You also get Rust’s tooling. cargo handles dependencies, builds, tests, and benchmarks in a unified tool. clippy provides lint warnings that are consistently useful rather than pedantic. rustfmt formats code deterministically. The compiler’s error messages name the specific rule being violated and often suggest the fix.
And you get Rust’s performance ceiling. High-level Rust code is not as fast as maximally optimized systems Rust, but it is significantly faster than equivalent Python or Ruby and roughly comparable to Go for most application workloads. The extra allocations from owned types and occasional clones are measured in microseconds, not milliseconds.
The Path Forward
The case for learning high-level Rust first is not that lifetimes and borrows are useless. They are genuinely powerful tools for the problems they solve. The case is that they are not the right starting point for someone building application code, and learning them first obscures how much Rust you can write without them.

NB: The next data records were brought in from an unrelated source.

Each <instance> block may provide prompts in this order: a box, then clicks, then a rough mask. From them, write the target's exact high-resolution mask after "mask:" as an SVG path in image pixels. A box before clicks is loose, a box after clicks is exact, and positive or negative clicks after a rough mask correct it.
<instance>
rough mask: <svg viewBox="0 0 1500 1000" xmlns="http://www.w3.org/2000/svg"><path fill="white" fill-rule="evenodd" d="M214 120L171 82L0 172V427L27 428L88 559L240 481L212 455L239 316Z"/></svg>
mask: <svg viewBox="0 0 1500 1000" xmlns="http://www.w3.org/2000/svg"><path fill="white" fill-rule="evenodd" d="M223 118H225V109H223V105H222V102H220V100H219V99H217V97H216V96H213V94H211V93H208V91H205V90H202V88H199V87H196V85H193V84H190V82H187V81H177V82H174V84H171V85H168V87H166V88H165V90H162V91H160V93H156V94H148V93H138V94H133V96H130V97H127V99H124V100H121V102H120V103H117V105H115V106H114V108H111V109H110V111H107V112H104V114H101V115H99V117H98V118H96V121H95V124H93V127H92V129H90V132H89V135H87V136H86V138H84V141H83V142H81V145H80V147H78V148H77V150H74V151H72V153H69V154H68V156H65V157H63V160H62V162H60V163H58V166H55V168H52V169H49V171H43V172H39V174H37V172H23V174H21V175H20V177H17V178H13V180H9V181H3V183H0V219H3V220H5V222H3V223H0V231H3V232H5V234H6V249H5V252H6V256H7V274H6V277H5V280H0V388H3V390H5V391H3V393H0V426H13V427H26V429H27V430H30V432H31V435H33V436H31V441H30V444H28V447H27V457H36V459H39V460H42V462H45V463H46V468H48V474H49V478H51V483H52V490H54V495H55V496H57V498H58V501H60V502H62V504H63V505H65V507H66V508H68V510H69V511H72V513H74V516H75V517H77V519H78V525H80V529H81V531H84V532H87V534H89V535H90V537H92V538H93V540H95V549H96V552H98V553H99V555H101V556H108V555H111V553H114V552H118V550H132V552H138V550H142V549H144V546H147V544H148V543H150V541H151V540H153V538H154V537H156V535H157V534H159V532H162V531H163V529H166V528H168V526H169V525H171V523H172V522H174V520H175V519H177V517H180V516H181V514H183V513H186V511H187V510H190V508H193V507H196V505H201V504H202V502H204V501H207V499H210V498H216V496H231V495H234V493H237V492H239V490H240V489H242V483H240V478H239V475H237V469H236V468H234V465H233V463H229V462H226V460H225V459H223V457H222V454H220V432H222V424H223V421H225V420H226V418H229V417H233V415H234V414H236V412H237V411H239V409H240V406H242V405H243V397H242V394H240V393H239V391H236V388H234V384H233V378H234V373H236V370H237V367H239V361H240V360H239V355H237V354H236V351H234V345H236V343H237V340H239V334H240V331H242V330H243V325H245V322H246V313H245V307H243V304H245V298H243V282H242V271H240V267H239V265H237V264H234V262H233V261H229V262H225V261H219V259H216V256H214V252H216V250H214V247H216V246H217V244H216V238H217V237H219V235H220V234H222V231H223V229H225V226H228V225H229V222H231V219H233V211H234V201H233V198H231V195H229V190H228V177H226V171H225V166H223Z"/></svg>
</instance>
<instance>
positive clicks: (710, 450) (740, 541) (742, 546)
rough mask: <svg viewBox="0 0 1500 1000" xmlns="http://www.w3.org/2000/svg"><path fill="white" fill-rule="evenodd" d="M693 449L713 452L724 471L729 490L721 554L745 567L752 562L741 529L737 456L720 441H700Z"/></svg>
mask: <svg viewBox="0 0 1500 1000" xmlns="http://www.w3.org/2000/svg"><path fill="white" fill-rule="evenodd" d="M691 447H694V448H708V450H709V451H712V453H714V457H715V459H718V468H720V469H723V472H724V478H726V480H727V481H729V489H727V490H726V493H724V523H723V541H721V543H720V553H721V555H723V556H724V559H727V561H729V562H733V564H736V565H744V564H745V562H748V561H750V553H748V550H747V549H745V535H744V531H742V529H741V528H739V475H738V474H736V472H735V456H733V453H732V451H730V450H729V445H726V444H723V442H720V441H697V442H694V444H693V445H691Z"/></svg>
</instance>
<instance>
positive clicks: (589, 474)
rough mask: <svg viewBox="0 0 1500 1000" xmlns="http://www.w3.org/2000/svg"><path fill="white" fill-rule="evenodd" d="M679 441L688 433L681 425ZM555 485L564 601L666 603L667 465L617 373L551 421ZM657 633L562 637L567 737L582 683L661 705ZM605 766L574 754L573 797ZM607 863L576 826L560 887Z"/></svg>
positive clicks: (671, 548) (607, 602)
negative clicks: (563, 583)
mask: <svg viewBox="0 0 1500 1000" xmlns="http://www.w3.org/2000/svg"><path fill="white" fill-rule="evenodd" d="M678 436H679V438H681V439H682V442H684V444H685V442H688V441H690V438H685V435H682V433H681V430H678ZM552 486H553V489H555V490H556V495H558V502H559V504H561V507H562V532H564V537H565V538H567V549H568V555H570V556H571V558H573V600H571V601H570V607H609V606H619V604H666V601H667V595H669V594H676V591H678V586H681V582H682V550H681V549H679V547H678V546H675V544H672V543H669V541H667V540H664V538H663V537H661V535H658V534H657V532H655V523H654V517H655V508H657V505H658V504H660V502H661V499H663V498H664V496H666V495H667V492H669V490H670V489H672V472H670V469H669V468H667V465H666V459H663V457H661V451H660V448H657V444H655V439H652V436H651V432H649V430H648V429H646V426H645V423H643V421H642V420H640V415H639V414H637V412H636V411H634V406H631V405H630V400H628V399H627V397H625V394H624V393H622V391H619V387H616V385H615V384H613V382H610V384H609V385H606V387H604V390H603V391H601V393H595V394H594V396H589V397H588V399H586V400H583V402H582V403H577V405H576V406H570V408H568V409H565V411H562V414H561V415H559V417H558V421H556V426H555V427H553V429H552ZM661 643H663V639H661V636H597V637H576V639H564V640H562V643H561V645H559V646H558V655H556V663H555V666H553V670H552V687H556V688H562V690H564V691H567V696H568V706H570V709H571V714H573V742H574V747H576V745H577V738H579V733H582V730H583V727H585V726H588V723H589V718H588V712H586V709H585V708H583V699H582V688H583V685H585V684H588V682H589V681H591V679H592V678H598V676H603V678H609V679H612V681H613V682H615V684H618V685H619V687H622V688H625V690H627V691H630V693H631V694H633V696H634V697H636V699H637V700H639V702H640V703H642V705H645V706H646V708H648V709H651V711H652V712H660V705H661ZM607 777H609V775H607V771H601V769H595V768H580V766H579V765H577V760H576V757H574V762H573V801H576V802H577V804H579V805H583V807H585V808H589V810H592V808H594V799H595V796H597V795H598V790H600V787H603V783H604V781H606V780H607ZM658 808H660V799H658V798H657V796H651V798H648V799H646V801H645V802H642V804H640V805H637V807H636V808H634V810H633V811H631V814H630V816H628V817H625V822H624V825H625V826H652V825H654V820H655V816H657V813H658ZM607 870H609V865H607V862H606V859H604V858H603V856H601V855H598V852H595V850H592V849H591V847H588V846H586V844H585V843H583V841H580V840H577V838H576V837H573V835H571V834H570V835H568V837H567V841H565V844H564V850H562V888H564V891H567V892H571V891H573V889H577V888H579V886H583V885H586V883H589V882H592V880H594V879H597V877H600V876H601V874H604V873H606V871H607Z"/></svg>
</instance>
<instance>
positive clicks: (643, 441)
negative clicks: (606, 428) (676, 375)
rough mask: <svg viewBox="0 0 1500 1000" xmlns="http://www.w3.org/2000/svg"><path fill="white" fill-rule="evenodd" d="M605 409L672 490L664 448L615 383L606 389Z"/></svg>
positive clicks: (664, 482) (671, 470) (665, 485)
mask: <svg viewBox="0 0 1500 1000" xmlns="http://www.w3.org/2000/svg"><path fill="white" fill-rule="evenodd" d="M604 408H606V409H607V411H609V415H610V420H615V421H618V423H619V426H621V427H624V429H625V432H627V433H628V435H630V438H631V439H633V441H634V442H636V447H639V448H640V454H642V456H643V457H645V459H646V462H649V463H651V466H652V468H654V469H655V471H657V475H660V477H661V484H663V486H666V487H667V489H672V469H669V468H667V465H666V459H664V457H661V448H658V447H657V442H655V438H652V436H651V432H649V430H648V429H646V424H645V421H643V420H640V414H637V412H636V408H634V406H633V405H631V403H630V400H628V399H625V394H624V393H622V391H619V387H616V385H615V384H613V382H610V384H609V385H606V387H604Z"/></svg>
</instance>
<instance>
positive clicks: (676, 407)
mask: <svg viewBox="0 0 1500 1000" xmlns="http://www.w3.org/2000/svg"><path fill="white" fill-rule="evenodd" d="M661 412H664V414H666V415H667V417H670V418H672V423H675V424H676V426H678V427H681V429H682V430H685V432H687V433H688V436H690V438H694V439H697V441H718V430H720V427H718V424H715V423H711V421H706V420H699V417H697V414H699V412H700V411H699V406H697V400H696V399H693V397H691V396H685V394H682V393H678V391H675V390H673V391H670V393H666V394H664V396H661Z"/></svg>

Start with String, Vec, HashMap, Option, Result, and the ? operator. Use #[derive(Clone, Debug, Serialize, Deserialize)] on every data struct. Use Arc<RwLock<T>> for shared state. Use anyhow for errors. Write application code. Observe that the borrow checker, without a single lifetime annotation, catches real bugs: use-after-move errors, double-frees, data races that would silently corrupt state in any other language.
Once that is comfortable, the path to systems-level Rust — borrowed slices, lifetime annotations, zero-copy parsing — is well-documented in The Rust Book and the Rustonomicon for unsafe code. Those chapters make more sense after you have internalized ownership. They are much harder to absorb as a first introduction.
The 80/20 framing in the original article is accurate, with one refinement: the 80% of benefits you get from high-level Rust is not a consolation prize. For most software, it is exactly the part that matters.